Of course, it is our first guess, we want to see the density of last review date from different dimensions. Here neighbourhood group and room type are into our consideration.

We can see for neighbourhood group, there are two peaks and one bottom but the level is different. If our first guess is correct, we can say the airbnb in Bronx and Manhattan influenced more since their first peak has higher density.
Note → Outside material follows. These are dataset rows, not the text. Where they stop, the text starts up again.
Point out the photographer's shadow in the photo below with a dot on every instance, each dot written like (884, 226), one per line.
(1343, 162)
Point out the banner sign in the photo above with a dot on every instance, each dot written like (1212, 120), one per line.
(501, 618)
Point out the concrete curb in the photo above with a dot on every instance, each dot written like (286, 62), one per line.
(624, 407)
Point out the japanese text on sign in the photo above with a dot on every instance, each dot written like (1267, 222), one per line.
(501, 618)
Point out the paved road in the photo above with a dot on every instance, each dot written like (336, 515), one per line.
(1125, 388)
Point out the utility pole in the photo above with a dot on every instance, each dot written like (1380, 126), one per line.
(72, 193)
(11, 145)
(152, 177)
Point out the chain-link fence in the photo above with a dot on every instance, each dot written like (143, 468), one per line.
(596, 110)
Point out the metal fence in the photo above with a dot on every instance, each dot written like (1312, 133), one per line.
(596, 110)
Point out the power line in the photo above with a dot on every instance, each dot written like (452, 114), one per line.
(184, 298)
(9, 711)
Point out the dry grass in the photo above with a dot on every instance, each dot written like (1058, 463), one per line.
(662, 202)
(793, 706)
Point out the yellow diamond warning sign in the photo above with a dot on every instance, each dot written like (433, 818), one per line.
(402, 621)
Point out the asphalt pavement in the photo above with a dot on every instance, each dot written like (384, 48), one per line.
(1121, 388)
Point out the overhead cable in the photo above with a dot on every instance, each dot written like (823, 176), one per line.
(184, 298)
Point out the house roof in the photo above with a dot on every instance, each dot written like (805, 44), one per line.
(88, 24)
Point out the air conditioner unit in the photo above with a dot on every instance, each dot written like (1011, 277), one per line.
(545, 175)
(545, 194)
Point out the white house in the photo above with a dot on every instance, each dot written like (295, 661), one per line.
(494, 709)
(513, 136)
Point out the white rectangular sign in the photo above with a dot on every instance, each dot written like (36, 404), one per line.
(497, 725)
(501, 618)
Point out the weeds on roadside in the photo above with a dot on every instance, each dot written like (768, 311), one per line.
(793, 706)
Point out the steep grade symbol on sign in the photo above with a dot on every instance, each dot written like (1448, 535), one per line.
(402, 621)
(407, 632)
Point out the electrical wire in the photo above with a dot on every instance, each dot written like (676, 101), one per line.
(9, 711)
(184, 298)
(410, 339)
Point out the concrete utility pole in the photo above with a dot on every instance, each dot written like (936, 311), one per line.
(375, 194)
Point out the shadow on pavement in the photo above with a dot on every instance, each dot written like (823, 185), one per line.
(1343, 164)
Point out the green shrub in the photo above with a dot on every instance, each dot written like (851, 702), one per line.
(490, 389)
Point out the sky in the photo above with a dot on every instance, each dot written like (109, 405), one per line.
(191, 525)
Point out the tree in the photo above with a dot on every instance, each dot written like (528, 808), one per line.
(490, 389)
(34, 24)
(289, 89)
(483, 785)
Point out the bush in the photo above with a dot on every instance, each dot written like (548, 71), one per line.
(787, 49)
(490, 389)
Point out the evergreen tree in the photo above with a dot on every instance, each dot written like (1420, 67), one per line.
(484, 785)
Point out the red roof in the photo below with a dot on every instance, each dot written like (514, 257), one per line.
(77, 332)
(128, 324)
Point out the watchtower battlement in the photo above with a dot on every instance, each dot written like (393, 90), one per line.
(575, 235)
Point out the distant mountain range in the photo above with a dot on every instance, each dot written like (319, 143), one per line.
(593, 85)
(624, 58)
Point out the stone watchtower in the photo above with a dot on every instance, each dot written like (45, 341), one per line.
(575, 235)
From room type visulization, we find entie home/apt, hotel room and private room have similiar trend as the overall trend, but for shared room, it has no second peak which may delivered a message that shared room still have no trend to recover under covid-19. Moreover, what about the density by room type and neighbourhood group.

From the grid graphs, the densities are more like the ones by room type. Especially for each neighbourhood group, last review date density of shared room show the similiar trend.

To answer the question that “how does covid-19 influence airbnb in New York”, we can say that Covid-19 made many customers check out at around mid Janurary causing lot of airbnb house idle which lasted for about 3-4 month. However, the situation became better at Aug-Sept for most room types. Shared room are continuing to be more idle. It is reasonable to get this conlcusion since shared room is easir to spread virus.